I hope your travels bring you to Asia one day, and if they do, please make sure to get the wet markets on your agenda and buy fresh bamboo so your can try our recipe for Star Anise Braised Bamboo Shoots.
More Delicious Chinese Recipes
Star Anise Braised Bamboo Shoots
- 1-2 bamboo shoots fresh mature bamboo
enough to cover bamboo to boil
- 1 tbsp canola oil
- 3 whole star anise (can substitute with 1 teaspoon of 5 spice powder)
- 1 tsp Sichuan peppercorns -
- 1 cup vegetable broth
- ¼ cup tamari (soy) sauce
- 1-2 tbsp brown sugar
(or substitute sugar alternative)
- ½ cup rice wine
(shao xing) (or exchange out with cooking sherry)
- ½ tsp sesame oil
- Remove outer leaves from bamboo and cut the top off on an angle and cut the bottom off with a sharp knife and peel bamboo so all you have is the pale yellow bamboo underneath. Careful as they are very tough, use a sharp chefs knife. Cut the bamboo in half lengthwise. (If you are using canned bamboo skip to step 4)
- Place the prepared bamboo into a medium pot and cover with enough water to boil. Do not salt the water as this may toughen the bamboo. Cover with a lid and gently boil for about 20 minutes or until you can put a knife into the bamboo. Rinse bamboo with fresh water and drain.

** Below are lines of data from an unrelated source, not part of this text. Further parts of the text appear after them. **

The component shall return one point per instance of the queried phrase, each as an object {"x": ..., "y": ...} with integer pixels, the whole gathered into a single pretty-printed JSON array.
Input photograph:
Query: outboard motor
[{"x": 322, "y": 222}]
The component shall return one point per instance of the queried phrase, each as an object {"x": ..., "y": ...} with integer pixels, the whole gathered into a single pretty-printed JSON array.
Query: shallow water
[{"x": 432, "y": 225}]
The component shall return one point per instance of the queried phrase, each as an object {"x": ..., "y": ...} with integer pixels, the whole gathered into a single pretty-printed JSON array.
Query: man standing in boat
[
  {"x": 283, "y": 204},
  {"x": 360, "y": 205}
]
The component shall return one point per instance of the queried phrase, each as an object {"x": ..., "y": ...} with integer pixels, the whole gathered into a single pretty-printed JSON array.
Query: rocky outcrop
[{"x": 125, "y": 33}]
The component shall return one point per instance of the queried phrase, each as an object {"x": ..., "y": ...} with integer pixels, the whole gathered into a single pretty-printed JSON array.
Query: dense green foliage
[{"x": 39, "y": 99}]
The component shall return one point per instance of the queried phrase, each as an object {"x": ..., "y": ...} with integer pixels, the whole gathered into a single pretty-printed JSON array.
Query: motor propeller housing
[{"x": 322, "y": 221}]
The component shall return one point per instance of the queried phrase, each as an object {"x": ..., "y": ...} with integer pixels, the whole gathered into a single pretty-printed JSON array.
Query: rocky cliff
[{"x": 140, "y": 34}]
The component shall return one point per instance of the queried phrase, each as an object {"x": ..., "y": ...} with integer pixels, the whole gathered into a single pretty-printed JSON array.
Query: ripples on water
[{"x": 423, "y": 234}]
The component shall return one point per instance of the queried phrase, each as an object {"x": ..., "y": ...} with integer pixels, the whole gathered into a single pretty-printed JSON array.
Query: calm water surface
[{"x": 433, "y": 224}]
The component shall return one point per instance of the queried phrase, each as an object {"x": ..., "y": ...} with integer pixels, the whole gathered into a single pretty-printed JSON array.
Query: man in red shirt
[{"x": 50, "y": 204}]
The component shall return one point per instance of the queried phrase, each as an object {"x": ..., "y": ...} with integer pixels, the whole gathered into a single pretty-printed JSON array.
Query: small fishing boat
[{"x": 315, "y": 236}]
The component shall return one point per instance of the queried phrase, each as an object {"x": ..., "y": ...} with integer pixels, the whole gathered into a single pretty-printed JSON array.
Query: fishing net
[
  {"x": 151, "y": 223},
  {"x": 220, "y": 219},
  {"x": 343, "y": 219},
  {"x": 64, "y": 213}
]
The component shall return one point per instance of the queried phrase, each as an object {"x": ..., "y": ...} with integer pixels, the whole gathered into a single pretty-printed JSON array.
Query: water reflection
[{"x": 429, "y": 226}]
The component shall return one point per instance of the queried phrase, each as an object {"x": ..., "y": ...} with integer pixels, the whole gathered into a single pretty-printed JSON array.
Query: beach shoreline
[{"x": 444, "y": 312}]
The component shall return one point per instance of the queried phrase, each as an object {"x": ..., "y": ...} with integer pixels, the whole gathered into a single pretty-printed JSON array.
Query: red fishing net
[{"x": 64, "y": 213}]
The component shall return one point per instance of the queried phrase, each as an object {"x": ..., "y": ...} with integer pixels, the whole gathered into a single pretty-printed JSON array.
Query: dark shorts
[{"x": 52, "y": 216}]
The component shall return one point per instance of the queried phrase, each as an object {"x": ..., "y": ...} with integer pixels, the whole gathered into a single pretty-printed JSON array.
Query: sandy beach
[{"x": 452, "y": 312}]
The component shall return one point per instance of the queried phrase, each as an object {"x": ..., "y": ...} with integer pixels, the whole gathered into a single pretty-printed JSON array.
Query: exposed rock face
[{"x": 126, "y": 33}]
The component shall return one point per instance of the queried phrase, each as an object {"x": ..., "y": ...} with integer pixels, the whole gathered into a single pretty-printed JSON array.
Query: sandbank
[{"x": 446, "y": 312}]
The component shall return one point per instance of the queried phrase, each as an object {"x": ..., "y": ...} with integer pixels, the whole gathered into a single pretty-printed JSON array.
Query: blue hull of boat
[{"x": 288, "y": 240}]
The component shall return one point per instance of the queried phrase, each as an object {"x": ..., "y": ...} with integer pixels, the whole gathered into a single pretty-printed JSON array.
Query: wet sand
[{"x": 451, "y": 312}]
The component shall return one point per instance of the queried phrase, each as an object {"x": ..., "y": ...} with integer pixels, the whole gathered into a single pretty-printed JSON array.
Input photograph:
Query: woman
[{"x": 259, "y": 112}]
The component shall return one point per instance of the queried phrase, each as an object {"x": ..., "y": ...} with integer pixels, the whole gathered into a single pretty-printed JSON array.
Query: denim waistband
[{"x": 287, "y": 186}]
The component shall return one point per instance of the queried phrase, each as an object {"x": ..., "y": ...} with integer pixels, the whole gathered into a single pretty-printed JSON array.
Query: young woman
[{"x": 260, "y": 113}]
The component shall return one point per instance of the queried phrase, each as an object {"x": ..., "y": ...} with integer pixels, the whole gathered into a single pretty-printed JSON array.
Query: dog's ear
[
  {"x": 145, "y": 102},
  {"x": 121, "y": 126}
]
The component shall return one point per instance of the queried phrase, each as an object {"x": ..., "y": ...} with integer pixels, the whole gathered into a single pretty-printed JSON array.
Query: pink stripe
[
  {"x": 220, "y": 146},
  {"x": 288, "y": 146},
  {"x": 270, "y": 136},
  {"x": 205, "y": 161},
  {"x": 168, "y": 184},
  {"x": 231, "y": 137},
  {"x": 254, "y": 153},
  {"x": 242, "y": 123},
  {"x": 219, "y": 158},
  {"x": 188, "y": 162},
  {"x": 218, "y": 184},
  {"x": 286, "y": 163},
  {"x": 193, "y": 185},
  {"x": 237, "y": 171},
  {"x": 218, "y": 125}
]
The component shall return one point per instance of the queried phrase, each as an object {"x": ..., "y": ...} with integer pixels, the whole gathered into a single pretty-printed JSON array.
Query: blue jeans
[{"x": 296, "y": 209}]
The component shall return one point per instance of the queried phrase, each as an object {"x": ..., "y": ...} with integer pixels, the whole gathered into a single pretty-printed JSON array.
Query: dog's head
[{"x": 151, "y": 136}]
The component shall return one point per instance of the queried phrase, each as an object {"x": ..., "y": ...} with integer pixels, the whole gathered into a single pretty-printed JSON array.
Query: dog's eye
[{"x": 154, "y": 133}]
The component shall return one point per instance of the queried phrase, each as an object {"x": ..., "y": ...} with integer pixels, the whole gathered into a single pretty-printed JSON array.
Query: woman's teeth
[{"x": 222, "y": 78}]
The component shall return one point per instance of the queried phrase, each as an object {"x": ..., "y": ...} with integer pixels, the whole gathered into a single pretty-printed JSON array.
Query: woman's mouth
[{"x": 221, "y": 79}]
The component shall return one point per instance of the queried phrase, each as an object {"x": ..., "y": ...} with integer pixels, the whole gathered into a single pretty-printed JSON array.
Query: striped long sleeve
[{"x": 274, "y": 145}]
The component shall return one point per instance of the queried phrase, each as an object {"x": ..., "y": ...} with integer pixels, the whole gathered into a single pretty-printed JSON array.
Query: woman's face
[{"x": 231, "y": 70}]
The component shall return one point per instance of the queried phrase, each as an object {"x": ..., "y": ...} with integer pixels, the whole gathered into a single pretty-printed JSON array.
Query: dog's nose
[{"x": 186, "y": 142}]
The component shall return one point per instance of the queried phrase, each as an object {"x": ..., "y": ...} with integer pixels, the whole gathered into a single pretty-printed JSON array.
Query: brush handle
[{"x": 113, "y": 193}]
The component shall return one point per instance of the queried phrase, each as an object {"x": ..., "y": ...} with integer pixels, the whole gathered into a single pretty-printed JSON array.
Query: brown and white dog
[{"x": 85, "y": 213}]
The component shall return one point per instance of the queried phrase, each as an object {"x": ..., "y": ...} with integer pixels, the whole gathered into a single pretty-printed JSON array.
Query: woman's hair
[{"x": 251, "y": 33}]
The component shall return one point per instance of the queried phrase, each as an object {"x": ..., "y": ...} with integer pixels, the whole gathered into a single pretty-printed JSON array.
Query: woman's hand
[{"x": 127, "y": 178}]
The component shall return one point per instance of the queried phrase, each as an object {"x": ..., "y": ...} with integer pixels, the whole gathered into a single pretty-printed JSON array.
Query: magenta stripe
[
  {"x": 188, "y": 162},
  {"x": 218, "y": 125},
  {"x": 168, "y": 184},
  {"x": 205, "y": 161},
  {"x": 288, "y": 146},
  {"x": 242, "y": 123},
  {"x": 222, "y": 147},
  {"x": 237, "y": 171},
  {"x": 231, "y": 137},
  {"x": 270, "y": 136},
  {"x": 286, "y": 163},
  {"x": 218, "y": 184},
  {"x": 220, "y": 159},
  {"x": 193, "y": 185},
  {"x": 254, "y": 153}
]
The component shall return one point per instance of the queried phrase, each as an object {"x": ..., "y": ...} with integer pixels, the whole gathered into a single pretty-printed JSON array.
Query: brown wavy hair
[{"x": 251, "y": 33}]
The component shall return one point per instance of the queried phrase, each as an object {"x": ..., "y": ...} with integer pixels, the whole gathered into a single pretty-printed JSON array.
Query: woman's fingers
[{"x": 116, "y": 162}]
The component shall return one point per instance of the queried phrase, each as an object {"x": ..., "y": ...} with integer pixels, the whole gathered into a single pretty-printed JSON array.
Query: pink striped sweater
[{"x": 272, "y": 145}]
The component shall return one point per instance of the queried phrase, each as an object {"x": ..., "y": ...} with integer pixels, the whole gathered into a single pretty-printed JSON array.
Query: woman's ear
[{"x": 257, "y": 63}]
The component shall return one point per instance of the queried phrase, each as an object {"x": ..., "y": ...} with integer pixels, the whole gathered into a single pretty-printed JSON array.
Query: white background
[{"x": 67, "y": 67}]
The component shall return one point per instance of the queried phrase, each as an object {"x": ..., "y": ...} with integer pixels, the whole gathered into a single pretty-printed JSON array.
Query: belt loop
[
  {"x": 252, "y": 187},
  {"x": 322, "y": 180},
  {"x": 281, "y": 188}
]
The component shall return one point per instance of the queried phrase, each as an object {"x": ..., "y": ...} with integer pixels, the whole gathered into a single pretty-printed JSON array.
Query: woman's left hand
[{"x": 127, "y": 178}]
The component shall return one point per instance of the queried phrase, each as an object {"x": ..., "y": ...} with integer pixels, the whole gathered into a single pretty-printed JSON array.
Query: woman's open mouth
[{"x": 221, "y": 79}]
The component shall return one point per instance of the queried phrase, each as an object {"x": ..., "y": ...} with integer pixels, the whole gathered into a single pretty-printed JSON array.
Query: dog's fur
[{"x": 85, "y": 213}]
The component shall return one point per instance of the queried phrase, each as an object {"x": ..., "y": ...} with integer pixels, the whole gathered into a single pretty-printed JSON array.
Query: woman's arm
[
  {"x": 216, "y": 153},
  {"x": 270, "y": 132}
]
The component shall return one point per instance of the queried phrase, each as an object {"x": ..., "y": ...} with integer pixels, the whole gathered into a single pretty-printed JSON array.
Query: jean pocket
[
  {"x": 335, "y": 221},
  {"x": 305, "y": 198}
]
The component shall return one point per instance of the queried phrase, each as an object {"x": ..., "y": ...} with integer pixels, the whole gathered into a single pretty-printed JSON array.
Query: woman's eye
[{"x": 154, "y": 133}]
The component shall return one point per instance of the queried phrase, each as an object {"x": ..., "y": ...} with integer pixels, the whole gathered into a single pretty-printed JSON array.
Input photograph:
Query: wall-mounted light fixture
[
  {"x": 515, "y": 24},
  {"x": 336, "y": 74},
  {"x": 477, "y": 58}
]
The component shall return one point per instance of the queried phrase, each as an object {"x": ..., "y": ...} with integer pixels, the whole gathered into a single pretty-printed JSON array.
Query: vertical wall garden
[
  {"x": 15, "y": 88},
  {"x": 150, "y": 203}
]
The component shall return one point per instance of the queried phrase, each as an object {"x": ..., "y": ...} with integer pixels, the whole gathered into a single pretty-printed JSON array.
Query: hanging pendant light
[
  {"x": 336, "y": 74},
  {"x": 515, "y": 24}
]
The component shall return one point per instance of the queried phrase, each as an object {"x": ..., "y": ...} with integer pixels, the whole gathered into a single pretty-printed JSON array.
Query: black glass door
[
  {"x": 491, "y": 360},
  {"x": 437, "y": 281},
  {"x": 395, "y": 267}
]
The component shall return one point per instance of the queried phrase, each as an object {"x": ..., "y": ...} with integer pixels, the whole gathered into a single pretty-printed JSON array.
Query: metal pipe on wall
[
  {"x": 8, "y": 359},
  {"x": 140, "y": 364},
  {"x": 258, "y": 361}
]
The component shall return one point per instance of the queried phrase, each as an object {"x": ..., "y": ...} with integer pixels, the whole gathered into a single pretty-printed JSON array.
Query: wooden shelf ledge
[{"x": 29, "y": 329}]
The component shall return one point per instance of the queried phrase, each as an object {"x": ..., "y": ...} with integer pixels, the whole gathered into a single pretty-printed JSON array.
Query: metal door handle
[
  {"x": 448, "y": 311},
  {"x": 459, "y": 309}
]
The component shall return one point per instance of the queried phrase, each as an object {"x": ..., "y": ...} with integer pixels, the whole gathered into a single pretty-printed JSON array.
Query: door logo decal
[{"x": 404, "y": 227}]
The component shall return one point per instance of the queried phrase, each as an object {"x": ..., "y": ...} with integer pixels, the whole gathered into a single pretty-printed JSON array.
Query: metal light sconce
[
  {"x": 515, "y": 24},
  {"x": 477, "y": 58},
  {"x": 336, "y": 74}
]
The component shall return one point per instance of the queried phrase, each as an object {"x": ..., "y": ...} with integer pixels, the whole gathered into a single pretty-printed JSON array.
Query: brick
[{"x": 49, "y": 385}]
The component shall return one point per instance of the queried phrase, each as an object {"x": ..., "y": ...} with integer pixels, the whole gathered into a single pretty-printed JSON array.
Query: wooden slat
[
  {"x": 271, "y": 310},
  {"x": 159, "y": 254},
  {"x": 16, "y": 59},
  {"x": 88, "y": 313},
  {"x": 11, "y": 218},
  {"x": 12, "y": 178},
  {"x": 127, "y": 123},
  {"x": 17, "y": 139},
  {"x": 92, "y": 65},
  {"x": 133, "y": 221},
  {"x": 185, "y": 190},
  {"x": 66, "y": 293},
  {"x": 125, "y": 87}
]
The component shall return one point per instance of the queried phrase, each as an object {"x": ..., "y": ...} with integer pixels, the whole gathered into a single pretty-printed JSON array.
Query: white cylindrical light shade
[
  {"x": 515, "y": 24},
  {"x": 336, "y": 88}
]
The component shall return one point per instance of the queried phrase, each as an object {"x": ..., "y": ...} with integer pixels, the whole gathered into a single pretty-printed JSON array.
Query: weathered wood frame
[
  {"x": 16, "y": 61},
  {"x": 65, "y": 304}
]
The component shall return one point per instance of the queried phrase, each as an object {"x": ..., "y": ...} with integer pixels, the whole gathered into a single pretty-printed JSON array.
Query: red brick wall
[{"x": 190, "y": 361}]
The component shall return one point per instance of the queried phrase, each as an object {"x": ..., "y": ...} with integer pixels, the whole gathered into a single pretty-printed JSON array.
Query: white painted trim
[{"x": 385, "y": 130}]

- Cut bamboo into large pieces.
- In a wok place in your canola oil and add the anise and Sichuan peppercorns until aromatic. Add the cut bamboo and just stir fry until the edges get a slightly browned. Add the gluten free vegetable broth, tamari (soy) sauce, brown sugar and shaoxing wine. Place a lid on top of your wok. The lid does not have to cover the whole wok it just needs to be able to cover the bamboo and the liquid. Braise the fresh bamboo in liquid for about 20 minutes or until you can easily cut it with a knife but is is still delightfully crunchy. Stir occasionally to prevent sticking.
- Diabetic alternative directions: Substitute brown sugar with your sugar alternative of choice. Because your are not using brown sugar, your sauce will not thicken up like it would with brown sugar. After about 20 minutes of braising assess how much liquid you have left in the pan. In a separate little cup, mix 1 teaspoon of corn starch with a little bit of water. Turn your wok burner up higher so that the remaining liquid is boiling and slowly add the cornstarch a little at a time until it starts to thicken up. Stir and remove from burner once the braising liquid coats the back of your spoon.
- Drizzle your braised bamboo with a little sesame oil if desired or garnish with a little chopped garlic chives and serve. It is ready to eat just as is or can be used in another Chinese recipe, such as my Tofu Veggie Pancakes, that is coming to a monitor your way soon.